The UK’s decision to leave the EU will cultivate a ‘doubling down’ on current consumer trends in the near-term, according to Canadean.
The research group said: “Right now, financial market volatility means prospects for consumer packaged goods prices and market growth in the UK look, at best, uncertain. Where the value of the pound will level out and how this will affect the worth of the money in British consumers’ pockets is also unclear.
“What we can be clearer on is that within the sliding scale between, at best, consumer uncertainty and, at worst, recessionary forces that Brexit will likely cultivate, in the near-term we should arrive at a place that looks pretty close to the post-recessionary environment UK consumers have already adapted to.”
Canadean added: “The upshot of the above outcome will, in the short-term at least, be a reinforcement of the consumer trends which have dominated over the past few years. Specifically, price consciousness and ‘smart shopping’ have been prevalent, but also these have been countered by occasionally trading up to small indulgencies and luxuries. We can expect consumers to ‘double down’ on these behaviours, in particular ‘smart shopping’ by using vouchers, loyalty schemes and price comparison tools to get the best deal. Clearly technology will play a key role in enabling this.
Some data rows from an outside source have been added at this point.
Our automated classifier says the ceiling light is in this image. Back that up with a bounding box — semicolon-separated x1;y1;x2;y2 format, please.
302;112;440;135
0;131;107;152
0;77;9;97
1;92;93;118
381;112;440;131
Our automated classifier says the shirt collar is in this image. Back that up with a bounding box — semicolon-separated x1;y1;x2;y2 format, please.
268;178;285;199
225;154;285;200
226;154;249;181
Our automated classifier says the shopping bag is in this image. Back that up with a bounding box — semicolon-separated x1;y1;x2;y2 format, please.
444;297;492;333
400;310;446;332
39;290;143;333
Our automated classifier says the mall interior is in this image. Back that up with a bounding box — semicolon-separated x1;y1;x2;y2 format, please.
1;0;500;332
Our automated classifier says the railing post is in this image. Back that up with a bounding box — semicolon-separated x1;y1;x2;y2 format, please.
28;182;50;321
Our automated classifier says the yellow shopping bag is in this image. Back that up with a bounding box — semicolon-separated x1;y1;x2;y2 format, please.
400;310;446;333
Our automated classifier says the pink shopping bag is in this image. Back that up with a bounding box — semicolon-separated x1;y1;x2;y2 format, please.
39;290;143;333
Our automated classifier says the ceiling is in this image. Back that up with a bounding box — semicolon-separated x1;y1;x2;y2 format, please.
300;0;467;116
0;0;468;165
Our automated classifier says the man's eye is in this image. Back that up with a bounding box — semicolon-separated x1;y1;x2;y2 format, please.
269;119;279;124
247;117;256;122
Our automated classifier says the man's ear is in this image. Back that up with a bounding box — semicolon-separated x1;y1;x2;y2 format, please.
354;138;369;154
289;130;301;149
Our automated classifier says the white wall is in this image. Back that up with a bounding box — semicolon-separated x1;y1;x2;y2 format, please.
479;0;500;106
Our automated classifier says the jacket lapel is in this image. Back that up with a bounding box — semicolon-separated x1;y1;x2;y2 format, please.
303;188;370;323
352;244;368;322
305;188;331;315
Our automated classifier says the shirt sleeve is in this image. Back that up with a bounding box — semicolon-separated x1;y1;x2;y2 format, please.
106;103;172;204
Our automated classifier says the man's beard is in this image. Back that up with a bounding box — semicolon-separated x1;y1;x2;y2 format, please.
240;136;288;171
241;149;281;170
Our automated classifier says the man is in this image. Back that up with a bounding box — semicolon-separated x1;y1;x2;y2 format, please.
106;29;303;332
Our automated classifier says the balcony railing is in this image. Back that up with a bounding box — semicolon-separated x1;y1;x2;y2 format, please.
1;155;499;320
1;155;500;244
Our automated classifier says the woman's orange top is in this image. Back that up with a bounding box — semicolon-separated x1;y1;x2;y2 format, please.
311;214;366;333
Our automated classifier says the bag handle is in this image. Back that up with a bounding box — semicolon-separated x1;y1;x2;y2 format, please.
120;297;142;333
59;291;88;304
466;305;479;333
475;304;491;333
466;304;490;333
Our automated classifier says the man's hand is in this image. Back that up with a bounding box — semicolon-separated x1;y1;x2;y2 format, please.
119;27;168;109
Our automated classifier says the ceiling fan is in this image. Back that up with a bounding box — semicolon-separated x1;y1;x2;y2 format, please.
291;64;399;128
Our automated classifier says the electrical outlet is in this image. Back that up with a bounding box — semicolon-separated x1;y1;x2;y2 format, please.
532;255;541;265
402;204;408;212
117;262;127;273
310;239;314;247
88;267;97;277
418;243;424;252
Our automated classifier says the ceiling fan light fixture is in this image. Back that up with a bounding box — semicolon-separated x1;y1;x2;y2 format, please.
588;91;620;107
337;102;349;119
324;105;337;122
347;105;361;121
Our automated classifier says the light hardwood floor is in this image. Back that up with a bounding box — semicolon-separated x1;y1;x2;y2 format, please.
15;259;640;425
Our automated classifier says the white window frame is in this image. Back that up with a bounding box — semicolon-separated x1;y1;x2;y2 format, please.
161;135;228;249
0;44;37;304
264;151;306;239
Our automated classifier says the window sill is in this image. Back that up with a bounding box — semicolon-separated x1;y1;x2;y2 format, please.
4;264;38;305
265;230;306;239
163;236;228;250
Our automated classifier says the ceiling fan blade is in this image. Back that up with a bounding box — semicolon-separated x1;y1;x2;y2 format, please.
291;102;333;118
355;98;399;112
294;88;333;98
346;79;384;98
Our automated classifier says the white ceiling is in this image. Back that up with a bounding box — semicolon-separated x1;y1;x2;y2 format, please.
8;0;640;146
So where does this leave consumer packaged goods marketers seeking to adjust to the new post-Brexit marketing landscape? Canadean’s view is that those retailers, brands and products which are already effectively targeting these consumer trends are now best placed to deal with the fallout of Brexit. On the flipside, those who have failed to adjust effectively to prevailing consumer trends are likely to fall further behind.
Canadean concluded: “For retail channels, discount retailers and price competition will be continue to be a key feature of UK retail going forward. For brands, those effectively targeting the right consumption occasions – be they value of indulgence or otherwise orientated – should be well set. However, any product simply hoping to benefit from the recent, generally improving economic circumstances may find themselves out of line with consumer trends and economic headwinds as a result.
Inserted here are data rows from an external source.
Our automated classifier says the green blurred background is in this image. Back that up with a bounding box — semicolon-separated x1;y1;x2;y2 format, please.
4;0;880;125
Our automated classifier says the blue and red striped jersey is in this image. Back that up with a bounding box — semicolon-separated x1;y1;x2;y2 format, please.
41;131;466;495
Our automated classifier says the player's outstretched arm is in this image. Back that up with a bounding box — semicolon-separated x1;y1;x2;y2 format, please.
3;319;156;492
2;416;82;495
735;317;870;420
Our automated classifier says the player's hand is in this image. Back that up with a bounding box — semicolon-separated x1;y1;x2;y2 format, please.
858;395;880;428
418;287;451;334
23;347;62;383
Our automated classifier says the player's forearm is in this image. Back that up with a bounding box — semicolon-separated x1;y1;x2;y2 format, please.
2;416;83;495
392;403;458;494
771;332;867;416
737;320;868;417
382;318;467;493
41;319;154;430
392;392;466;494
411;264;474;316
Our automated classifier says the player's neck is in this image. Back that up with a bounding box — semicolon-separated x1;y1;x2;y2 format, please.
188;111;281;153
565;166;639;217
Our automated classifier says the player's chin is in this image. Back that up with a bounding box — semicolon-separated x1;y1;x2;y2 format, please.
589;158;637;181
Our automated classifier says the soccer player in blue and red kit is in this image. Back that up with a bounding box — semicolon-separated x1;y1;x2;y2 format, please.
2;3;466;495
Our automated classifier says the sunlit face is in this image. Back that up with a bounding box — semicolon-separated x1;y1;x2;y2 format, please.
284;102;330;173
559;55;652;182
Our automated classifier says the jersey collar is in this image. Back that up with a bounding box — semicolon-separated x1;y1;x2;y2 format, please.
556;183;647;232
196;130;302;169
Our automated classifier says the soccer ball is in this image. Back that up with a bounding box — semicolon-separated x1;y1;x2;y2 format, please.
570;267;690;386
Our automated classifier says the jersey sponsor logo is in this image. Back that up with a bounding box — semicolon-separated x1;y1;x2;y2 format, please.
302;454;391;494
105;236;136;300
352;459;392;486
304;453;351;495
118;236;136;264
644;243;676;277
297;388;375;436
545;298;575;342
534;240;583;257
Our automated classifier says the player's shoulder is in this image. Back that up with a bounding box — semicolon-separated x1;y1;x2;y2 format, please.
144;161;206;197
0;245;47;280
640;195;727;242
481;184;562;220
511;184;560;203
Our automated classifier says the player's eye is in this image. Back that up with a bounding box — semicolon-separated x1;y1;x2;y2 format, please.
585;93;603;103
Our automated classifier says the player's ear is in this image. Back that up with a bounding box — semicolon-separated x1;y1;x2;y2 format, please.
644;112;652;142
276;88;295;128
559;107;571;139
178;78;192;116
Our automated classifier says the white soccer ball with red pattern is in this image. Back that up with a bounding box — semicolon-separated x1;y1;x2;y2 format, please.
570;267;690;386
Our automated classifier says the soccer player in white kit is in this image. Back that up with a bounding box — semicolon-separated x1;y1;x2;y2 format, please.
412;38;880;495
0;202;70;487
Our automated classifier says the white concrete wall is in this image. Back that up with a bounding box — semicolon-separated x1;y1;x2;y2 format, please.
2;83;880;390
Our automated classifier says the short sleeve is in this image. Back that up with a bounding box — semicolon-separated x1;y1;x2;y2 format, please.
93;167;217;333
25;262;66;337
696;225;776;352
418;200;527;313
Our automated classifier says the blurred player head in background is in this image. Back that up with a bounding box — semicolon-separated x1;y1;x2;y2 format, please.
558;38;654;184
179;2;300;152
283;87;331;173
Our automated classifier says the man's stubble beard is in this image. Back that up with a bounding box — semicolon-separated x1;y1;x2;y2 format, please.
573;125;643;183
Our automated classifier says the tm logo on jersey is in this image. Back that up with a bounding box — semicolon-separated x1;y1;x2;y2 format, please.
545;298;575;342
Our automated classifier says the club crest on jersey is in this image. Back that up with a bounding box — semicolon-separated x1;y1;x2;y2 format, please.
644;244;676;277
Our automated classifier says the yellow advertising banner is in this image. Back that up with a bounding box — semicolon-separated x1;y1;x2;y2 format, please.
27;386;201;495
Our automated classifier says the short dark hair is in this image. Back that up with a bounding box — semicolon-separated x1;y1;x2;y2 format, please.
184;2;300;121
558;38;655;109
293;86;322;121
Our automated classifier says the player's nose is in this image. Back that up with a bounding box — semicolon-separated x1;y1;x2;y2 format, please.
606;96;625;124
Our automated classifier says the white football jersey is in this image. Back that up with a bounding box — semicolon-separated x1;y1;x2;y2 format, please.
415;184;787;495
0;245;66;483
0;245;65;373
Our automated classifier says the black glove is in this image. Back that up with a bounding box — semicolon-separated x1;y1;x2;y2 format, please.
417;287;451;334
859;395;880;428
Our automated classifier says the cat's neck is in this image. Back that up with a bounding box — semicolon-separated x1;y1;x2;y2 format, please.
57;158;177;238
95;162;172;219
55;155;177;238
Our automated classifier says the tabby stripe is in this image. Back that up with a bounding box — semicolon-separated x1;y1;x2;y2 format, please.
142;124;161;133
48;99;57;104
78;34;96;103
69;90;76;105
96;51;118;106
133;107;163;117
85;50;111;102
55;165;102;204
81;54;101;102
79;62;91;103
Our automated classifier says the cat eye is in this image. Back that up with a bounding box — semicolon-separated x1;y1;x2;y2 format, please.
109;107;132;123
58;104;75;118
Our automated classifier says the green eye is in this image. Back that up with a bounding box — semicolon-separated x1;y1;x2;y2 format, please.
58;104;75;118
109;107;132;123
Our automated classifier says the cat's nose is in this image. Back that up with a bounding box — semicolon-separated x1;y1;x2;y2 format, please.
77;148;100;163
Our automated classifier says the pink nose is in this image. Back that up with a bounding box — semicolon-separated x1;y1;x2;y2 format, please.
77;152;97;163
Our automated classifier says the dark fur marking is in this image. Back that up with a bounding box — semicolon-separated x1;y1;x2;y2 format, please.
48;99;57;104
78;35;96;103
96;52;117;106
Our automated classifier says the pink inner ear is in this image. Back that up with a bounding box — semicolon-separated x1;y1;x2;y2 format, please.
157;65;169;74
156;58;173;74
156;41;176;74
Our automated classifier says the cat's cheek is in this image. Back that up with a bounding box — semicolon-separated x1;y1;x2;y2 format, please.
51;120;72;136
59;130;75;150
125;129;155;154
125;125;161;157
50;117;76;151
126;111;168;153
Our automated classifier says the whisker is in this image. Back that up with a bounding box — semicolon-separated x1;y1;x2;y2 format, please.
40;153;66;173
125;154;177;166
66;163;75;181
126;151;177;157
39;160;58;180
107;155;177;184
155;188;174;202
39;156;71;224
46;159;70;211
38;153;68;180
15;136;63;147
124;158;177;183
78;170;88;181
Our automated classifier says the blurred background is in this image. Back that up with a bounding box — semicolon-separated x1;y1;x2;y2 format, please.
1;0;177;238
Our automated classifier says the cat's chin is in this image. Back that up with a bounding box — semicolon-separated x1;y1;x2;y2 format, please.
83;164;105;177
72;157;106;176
“Brexit may be a big change, and the impact on companies will be far-reaching as the process progresses, but the keys to targeting consumers in the UK will remain fundamentally similar in the near-future”
Meanwhile, Toby Clark, Director of Research, EMEA at Mintel, also commented on what the vote will mean for consumer spending in the UK. He said: “Mintel’s consumer confidence data shows the impact that uncertainty can have on consumer behaviour. Consumer sentiment showed signs of being held back before both the 2014 Independence Referendum in Scotland and the 2015 General Election. In both cases, sentiment rebounded once the results were clear. The difference then, though, was that the vote resolved much of the uncertainty. This time, the result will only have added to that uncertainty.
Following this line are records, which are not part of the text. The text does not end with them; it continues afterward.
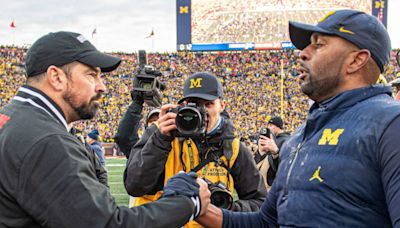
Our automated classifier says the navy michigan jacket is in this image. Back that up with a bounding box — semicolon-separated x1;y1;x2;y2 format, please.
223;85;400;228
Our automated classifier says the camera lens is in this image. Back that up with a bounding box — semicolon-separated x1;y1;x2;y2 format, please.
176;107;202;134
211;191;232;209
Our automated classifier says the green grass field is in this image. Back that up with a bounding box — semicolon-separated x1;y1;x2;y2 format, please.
106;157;239;207
106;157;130;207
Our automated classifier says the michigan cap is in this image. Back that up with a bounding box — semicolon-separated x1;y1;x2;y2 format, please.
25;31;121;77
289;10;391;72
178;72;224;103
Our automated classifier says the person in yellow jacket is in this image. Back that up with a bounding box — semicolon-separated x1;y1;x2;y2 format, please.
124;72;267;228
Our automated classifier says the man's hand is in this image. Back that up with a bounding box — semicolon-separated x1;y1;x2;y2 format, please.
163;172;210;219
158;104;178;136
197;178;211;217
130;90;144;105
258;135;279;157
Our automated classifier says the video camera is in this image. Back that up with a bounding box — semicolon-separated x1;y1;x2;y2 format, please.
132;50;166;107
203;178;233;209
169;102;207;137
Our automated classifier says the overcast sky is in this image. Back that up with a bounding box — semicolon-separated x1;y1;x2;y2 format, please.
0;0;398;53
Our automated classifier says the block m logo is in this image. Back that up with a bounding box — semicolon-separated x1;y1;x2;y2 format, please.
189;78;202;88
318;128;344;145
180;6;189;14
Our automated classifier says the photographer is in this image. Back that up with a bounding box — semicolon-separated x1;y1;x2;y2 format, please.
124;72;266;227
115;89;160;158
115;51;162;159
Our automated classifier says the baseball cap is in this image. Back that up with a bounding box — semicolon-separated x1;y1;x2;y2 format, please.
178;72;224;103
25;31;121;77
146;109;160;124
268;116;283;129
289;10;391;73
88;129;99;141
390;78;400;87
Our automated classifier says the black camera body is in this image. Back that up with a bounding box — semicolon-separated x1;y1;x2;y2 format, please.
259;127;271;138
169;102;207;137
203;178;233;209
132;50;166;107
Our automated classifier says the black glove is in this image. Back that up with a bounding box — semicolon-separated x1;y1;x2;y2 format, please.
130;90;144;105
163;171;199;198
163;172;201;219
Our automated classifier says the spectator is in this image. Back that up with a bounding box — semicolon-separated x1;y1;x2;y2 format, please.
390;78;400;101
70;125;108;187
254;116;290;190
87;129;106;167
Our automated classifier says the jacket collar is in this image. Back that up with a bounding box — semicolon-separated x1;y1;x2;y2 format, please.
13;85;68;130
310;85;392;113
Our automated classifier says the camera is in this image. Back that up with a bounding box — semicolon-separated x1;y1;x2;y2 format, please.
259;128;271;138
132;50;166;107
203;179;233;209
169;102;207;137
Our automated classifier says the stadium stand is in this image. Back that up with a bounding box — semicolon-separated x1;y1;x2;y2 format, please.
191;0;371;43
1;46;399;143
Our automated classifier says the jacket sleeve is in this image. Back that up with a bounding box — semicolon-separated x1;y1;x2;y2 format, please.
124;125;174;196
222;179;278;228
18;134;194;228
115;102;143;158
230;142;268;212
85;143;109;188
379;115;400;226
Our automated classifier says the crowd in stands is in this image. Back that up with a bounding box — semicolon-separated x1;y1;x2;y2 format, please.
1;46;399;144
192;0;370;44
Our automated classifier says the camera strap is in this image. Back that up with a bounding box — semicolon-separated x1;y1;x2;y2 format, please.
191;149;222;173
190;140;233;175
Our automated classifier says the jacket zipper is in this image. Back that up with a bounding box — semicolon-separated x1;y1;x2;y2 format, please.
284;144;301;197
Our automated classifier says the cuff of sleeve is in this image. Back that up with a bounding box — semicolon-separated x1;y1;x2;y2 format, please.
155;129;175;141
189;196;201;221
221;209;232;228
154;129;174;156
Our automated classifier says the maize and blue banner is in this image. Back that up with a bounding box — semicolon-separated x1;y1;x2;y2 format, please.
176;0;191;46
177;0;383;51
371;0;388;27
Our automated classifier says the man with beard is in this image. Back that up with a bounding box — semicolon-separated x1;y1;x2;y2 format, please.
196;10;400;227
124;72;266;227
0;31;211;227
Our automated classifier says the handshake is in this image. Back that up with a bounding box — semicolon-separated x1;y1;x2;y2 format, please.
162;171;211;220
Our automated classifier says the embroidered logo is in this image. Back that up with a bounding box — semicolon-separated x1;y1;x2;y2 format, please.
339;26;355;35
309;166;324;182
0;114;10;129
318;128;344;145
179;6;189;14
76;35;87;43
189;78;202;89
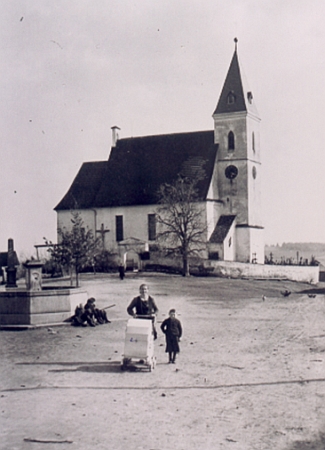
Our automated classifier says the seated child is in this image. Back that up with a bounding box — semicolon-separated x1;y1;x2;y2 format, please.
71;298;110;326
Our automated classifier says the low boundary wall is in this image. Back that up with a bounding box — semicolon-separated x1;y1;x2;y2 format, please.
144;254;319;284
200;260;319;284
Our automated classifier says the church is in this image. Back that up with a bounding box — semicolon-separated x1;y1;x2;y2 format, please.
55;42;264;268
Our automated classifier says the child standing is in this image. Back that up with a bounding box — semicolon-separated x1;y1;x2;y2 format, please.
160;309;183;363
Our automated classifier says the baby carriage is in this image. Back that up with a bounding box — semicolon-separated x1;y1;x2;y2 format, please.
121;315;156;372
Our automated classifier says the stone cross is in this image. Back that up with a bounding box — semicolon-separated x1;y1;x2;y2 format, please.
96;223;110;248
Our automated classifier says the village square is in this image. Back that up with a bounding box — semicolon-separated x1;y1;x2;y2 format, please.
2;1;325;449
1;272;325;449
1;38;325;449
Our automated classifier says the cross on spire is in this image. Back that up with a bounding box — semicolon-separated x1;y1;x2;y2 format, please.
234;37;238;51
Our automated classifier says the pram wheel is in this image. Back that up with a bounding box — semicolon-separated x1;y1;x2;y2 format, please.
148;356;156;372
121;357;131;371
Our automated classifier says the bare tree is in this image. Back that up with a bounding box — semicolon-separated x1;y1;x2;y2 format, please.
44;211;99;286
156;174;207;276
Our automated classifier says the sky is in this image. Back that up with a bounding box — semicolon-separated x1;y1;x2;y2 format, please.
1;0;325;258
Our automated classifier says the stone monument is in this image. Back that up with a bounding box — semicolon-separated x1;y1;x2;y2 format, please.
0;239;87;329
24;260;44;291
5;238;19;288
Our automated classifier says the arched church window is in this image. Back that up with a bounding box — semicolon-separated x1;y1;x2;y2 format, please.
228;131;235;151
252;132;255;152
“The truth is that it’s too early to be making sweeping predictions about changes in consumer behaviour. For most people, life goes on. They still need to buy groceries, they’ll still be heading to the pub to watch Euro 2016, and they’re still going to be taking their summer holidays. In the short-term at least, everyday spending is unlikely to change dramatically.
“But that uncertainty will still have an effect on behaviour. Just as businesses will tend to hold back on major investments when the future looks uncertain, so too will consumers. Anyone thinking of buying a new house, a car or any other big ticket item will be re-assessing their decision in the light of this vote, and will be considering whether now is the right time to be making a major financial commitment. That’s not to say that they’re not going to make that commitment – but it will be giving them pause for thought.”